Buenos Aires, December 20 (NA) – Former President Cristina Kirchner, who was admitted to the Otamendi Sanitary Clinic on Saturday due to an abdominal ailment, is serving house arrest in Buenos Aires City following a six-year prison sentence and a lifetime ban from holding public office.
At her home on San José 1111, the former head of state spends her days accompanied by an electronic ankle monitor, a measure that has not been lifted.
The Supreme Court of Justice confirmed this Thursday the continuity of the electronic monitoring device after rejecting the recusal motion presented against Justices Horacio Rosatti, Carlos Rosenkrantz, and Ricardo Lorenzetti, as reported by the Argentine News Agency (NA).
Rejection of the Recusal
The tribunal argued that the defense's arguments lacked sufficient grounds and recalled that recusal is a "mechanism of exception with a restrictive interpretation," reserved for extraordinary circumstances. The motion, the judges stated, merely questioned the involvement of the justices without demonstrating an "objective fear of bias."
Reasons for the Ankle Monitor
When analyzing the extraordinary appeal against the control measure, the Court reminded that Article 33 of Law 24.660 establishes the use of electronic systems as a rule in cases of house arrest.
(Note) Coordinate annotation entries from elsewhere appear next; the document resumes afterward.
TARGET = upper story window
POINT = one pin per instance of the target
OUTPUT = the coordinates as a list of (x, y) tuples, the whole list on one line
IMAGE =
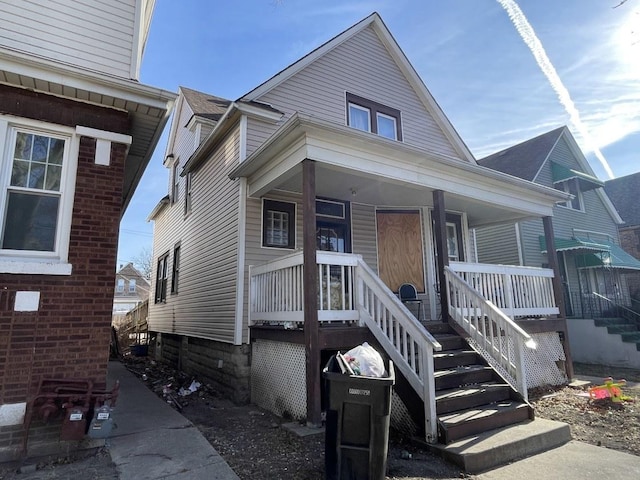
[(162, 268), (572, 186), (278, 224), (374, 117), (187, 193), (37, 178), (175, 181)]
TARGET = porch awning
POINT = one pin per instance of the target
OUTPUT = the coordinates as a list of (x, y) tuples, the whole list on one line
[(560, 173), (573, 244), (615, 257)]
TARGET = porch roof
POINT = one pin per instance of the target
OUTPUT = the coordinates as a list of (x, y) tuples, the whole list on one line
[(366, 168), (613, 257), (572, 244)]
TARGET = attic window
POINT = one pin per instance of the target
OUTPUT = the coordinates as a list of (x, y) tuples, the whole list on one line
[(373, 117)]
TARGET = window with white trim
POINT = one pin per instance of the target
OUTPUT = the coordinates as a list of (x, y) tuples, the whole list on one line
[(175, 181), (571, 186), (278, 224), (37, 179), (161, 278), (187, 194), (373, 117)]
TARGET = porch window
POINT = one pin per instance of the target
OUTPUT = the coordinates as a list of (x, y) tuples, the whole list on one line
[(161, 278), (373, 117), (278, 224)]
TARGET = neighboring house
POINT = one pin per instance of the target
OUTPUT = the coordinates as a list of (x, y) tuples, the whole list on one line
[(623, 192), (592, 263), (131, 289), (340, 173), (77, 130)]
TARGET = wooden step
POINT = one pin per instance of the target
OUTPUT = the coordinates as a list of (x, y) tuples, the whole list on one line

The ruling emphasized that the defense did not challenge the constitutionality of the norm nor did it refute the specific arguments of the court that ordered the measure. The justices stressed that the ankle monitor "contributes to judicial control over the ambulatory restriction," upholding the ruling of the Federal Oral Court No. 2 and the Federal Chamber of Criminal Cassation.
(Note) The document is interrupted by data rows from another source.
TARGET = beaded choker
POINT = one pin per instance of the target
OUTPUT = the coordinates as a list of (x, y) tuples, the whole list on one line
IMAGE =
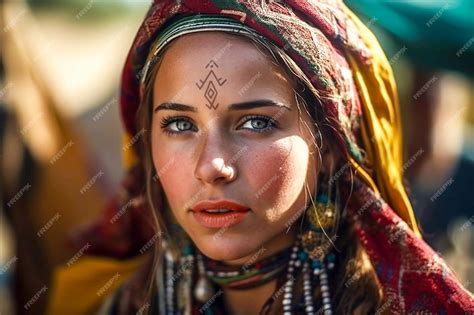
[(249, 275)]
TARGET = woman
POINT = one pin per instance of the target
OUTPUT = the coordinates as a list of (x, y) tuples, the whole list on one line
[(270, 151)]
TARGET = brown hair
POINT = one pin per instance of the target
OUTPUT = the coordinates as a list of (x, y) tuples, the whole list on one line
[(355, 283)]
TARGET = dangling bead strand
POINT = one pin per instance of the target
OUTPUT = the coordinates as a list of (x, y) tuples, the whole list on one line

Visitation Regime, an Abstract Claim
Regarding the claim for home visitation rights, the Court declared the discussion abstract after the TOF 2 imposed new restrictions a month ago, following the dissemination on social media of images of meetings at Kirchner's apartment in the Constitución neighborhood.
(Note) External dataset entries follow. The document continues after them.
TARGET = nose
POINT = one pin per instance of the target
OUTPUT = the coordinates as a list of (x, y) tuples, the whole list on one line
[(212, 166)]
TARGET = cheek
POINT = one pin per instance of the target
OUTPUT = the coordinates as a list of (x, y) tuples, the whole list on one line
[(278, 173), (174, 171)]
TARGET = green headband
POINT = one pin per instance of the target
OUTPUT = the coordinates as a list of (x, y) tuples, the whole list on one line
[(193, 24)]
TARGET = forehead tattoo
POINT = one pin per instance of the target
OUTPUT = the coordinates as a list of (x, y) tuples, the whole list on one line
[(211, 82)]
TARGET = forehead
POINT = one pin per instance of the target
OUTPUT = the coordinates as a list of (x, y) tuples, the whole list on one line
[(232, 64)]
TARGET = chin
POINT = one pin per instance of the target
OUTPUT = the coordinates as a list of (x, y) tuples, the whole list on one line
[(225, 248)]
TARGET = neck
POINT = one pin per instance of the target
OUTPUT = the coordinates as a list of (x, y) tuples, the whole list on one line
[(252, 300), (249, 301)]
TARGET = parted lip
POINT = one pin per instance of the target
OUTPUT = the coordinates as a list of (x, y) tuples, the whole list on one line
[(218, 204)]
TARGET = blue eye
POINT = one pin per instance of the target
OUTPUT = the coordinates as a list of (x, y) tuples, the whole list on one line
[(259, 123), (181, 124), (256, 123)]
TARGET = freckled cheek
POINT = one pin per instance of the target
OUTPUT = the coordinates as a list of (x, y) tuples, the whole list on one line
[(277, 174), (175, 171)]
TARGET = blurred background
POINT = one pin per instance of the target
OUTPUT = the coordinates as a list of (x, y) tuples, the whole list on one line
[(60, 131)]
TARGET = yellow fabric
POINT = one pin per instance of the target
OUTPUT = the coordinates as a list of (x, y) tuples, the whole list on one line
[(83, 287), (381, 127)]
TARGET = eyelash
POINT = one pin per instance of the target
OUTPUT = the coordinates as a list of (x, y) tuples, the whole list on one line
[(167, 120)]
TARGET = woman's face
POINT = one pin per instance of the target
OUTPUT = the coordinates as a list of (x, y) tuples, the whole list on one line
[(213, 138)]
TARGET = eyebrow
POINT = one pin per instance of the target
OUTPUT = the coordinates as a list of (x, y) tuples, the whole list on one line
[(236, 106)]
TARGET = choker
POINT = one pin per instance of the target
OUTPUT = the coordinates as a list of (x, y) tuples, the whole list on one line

Although those in the photos had individual authorization, the Tribunal warned that a simultaneous gathering had not been approved. Judge Jorge Gorini understood that the situation exceeded "the common sense of the rule," and therefore set new conditions.
Upcoming Hearing
The appeal against these restrictions will be analyzed on Monday, the 22nd, in a hearing before the Federal Chamber of Criminal Cassation, where lawyers Carlos Alberto Beraldi and Ary Llernovoy will present their arguments.
Procedural Situation
The case is part of the sequence opened after the ruling on June 10, when the Supreme Court made the conviction for fraudulent administration and perpetual disqualification final. A week later, the TOF 2 ordered house arrest with an ankle monitor and conditions of neighborhood protection and a prior list of visitors.
The Cassation Chamber IV confirmed this scheme in July, and with this resolution, the highest court made the control modality for the fulfillment of the sentence final.